祓魔師の重たく厚いジャケットを羽織り職員寮を開けると、先ほど整えたばかりの癖のない長くストレートの髪が靡いていく。

花が……


職員寮から正十字学園へ向かう道の途中、学生寮からもそう遠くない場所に咲く一本の桜。ぱっと咲き、あっという間に散る所が儚い人生を思わせるから好きだと誰かが言っていた。誰かなんて本当は考えなくてもわかるんだけれど。

今年も例外なく、美しく咲き誇り道行く人々を魅了していたこの桜は、今まさに散り行こうとしていた。


私が祓魔塾に入学して一年目の春は、桜の木の前に置いてあるベンチを陣取って、飽きもせず来る日も来る日も…桜が散るその日まで眺めていた。

次の年、そのベンチには二人座るようになった。



『透子はほんまに桜好きやなぁ。』



志摩柔造は私が幼い頃、京都で暫くお世話になった“明蛇宗”である母の実家、宝生家と肩を並べる志摩家の次男で、従姉妹である蝮ちゃんの幼なじみだった。
魔障を受けた幼い頃、両親がいない宝生の家で心細く、周りの人が見えないものに恐れていた時に、柔造と蝮ちゃんがいつも一緒に居てくれた。
二人は喧嘩が耐えなかったけれど、それでも二人は私を守ってくれた。


『桜見てると兄貴思い出すんや。縁側でよう一人眺めとったわ。』

『……そう。』


柔造の祖父と兄は“青い夜”で亡くなったらしい。
家族を誰よりも愛してる柔造にとってそれは宝物の一つが、世界の一つが無くなったのと同じだったと思う。そして跡継ぎとなった彼にのし掛かるものはどれ程のものなんだろう。



私は明蛇のことは詳しく知らない。
だからこういう時、蝮ちゃんならきっと彼の気持ちが理解出来るのかも知れない。





サァー………
通り過ぎる風が、花びらを舞わせてまるで別世界に迷い込んだみたいでとても綺麗だった。

横から伸びてきた手が私の頭に乗ってしまった花びらをとり『よう似合うわ』なんて恥ずかしいことを平気で言うから、冗談だってわかっているのに恥ずかしくて、それでも彼は太陽みたいに笑うから、目をそらせないでいた。


『なんでお前が辛そうな顔すんねん。』


柔造は困ったように笑って、私の乱れた髪を直した。


『髪伸びたなぁ。』

『うん、長い方がええって言ってくれたやろ?』

『透子の髪は綺麗やな…』





それから少しだけ…少しだけ間を置いた後、それが当たり前みたいに柔造の唇が私のそれに触れた。





雰囲気に流されたのかも知れない。

だって此処は別世界みたいで、私は太陽みたいな笑顔の柔造が好きで、嫌じゃなかったから。
ごめんと謝る彼に、謝るくらいならしなければいいのにと思ったけど、なんだかもう愛おしいと感じたから、私はとっくに柔造に恋していたんだと思う。

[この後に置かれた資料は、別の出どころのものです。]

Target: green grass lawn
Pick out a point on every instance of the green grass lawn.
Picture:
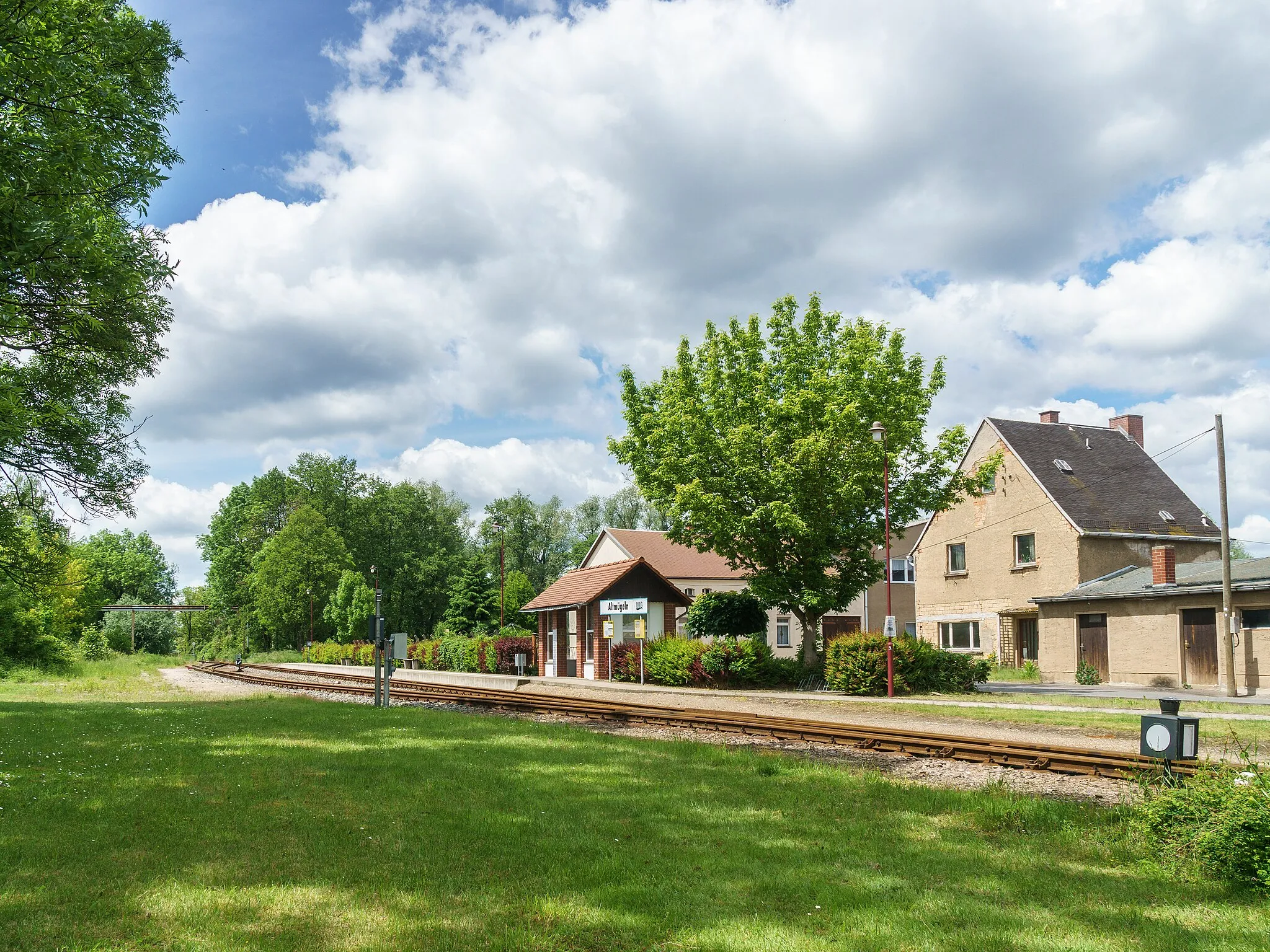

透明なそれが不透明な色をもち、幼なじみに近い関係から恋人になるのにそう時間はかからなかった。




幼い自分たちは探るように、確かめるように恋愛をした。
全部初めてだった。全ての初めてが柔造で嬉しかった。


幼い自分たちは、未来を信じて疑わなかった。









「八坂先生?」


桜が散っていく。
名を呼ばれたことで一瞬飛んでいた思考が戻され、呼ばれた方向を見ればいつもの三人組だった。


「大丈夫ですの?えらいぼーっとしてはりましたけど。」


彼によく似た顔は心配そうに此方を向いている。


「うん、大丈夫。おはよう。」

「お早うございます。」

「どこか具合悪いとちゃいます?」


勝呂が礼儀正しく挨拶をすると三輪が心配そうに眉を下げる。


「ううん!ただ桜が散っちゃうなぁと思って。」

「へー、立派な桜ですねぇ。」


そやな、と勝呂が花びらを手のひらに一枚落とす。やはり日本人ならば皆桜に目を奪われるらしい。


「それより透子せんせ!この辺に住んではるの!?今度遊びに行ってええ?」



…志摩(こいつ)を覗いて。



「旧約聖書の詩篇全部言えたらね。」

「そんな殺生なぁ〜…!」







この子達を見て、ふと思う。

明蛇はサタンの被害にあい、この子達もたくさんの悲しい現実を見てきたのだろう。しかし私の目の前にいる三人はいつだって前を向いて歩いている。




彼らが屈託のない笑顔をみせてくれる度に、



彼が今、笑っているような気がするのだ。